Overflying Nilpotent Horizons

TL;DR

This paper explores five-dimensional Einstein black holes with Nil geometry horizons, analyzing their symmetries, conserved charges, thermodynamics, and a slow rotation extension, contributing to the understanding of anisotropic horizon geometries in AdS spaces.

Contribution

It introduces new solutions of Einstein equations with Nil horizon geometry, analyzing their symmetries, conserved charges, and thermodynamics, including a slow rotation generalization.

Findings

Finite conserved charges with physical interpretation.

Thermodynamic properties of Nil black holes characterized.

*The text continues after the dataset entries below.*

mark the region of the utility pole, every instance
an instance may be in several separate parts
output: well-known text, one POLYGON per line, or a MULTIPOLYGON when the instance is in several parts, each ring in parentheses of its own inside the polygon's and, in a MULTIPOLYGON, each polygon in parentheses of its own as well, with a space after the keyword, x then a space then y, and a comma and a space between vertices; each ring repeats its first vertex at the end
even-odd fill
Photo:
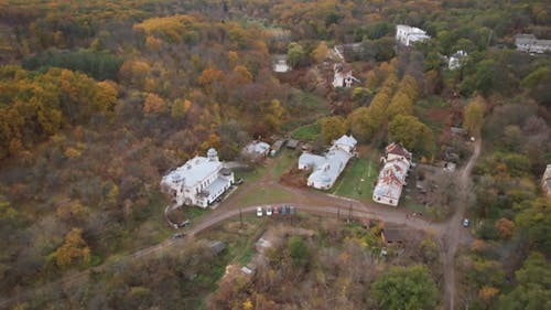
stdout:
POLYGON ((241 228, 242 228, 242 213, 241 213, 241 205, 239 205, 239 222, 241 222, 241 228))

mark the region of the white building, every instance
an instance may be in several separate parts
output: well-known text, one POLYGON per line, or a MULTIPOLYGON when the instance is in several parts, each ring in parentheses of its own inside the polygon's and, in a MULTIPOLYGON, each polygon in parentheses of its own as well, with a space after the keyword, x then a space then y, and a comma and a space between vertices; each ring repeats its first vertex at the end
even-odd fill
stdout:
POLYGON ((343 64, 335 64, 333 66, 333 87, 352 87, 354 82, 359 83, 359 79, 352 75, 352 70, 344 70, 343 64))
POLYGON ((164 175, 161 189, 173 196, 177 205, 207 207, 234 183, 234 173, 223 169, 215 149, 207 157, 196 156, 164 175))
POLYGON ((548 164, 541 178, 541 189, 543 193, 551 196, 551 164, 548 164))
POLYGON ((251 141, 241 150, 241 156, 251 161, 258 161, 268 156, 270 145, 262 141, 251 141))
POLYGON ((533 34, 515 35, 517 51, 542 54, 551 51, 551 40, 538 40, 533 34))
POLYGON ((411 167, 411 153, 398 143, 391 143, 385 151, 385 165, 379 172, 377 185, 374 190, 374 201, 377 203, 397 206, 402 188, 411 167))
POLYGON ((291 71, 291 67, 287 63, 287 55, 273 55, 272 57, 272 70, 277 73, 285 73, 291 71))
POLYGON ((450 56, 447 60, 447 68, 449 70, 457 70, 461 68, 465 62, 465 57, 467 56, 467 52, 460 50, 450 56))
POLYGON ((406 24, 396 25, 396 41, 406 46, 411 46, 415 42, 423 42, 429 39, 431 39, 431 36, 419 28, 406 24))
POLYGON ((318 190, 331 189, 348 160, 354 156, 356 143, 357 141, 352 135, 344 135, 333 141, 333 146, 324 156, 303 152, 299 158, 299 169, 312 170, 307 185, 318 190))

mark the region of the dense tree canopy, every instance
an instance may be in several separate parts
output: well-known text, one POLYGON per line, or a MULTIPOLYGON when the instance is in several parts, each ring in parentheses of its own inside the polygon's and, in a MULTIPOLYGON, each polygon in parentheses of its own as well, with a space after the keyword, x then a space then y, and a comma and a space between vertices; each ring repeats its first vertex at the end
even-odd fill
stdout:
POLYGON ((393 267, 371 285, 381 309, 434 309, 437 288, 429 269, 422 265, 393 267))

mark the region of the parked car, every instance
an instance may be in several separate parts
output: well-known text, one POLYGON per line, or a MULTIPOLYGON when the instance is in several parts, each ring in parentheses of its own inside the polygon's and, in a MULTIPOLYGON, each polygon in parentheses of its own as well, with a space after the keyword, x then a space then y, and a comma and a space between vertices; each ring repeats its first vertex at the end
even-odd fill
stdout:
POLYGON ((192 222, 190 220, 185 220, 184 222, 177 224, 179 227, 185 227, 187 225, 192 224, 192 222))
POLYGON ((185 237, 185 234, 184 233, 180 233, 180 234, 174 234, 172 235, 172 239, 175 240, 175 239, 180 239, 180 238, 183 238, 185 237))
POLYGON ((468 218, 463 218, 463 227, 468 227, 469 224, 471 222, 468 221, 468 218))
POLYGON ((287 205, 281 205, 281 214, 285 215, 288 214, 288 209, 287 209, 287 205))

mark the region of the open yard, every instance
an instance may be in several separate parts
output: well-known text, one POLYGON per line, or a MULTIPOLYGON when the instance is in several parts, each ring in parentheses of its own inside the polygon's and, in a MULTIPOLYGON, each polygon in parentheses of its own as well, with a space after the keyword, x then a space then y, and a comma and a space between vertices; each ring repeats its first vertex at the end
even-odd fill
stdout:
POLYGON ((332 193, 357 200, 370 200, 377 180, 378 161, 375 153, 350 160, 333 186, 332 193))
POLYGON ((320 121, 315 121, 302 127, 299 127, 293 132, 291 132, 291 137, 293 139, 303 140, 303 141, 314 141, 320 137, 322 132, 322 126, 320 121))
POLYGON ((274 161, 271 170, 273 180, 279 181, 279 178, 281 178, 283 173, 295 167, 298 164, 298 158, 295 151, 284 149, 276 158, 271 159, 274 161))
POLYGON ((236 201, 239 205, 256 205, 256 204, 270 204, 282 202, 282 200, 296 200, 299 196, 294 193, 285 191, 272 185, 259 185, 251 189, 246 195, 242 195, 236 201))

Existence of a slowly rotating Nil black hole solution.

Abstract

We study solutions of Einstein equations with negative cosmological constant in five dimensions that describe black holes whose event horizons are homogeneous, anisotropic spaces. We focus on the case where the constant-time slices of the horizon are the Nil geometry, the Thurston geometry associated to the Heisenberg group. For such spaces, we analyze the symmetries both in the asymptotic region and in the near horizon region. We compute the associated conserved charges, which turn out to be finite and admit a sensible physical interpretation. We analyze the thermodynamics of the Nil black hole, and we present a stationary spinning generalization of it in the slowly rotating approximation.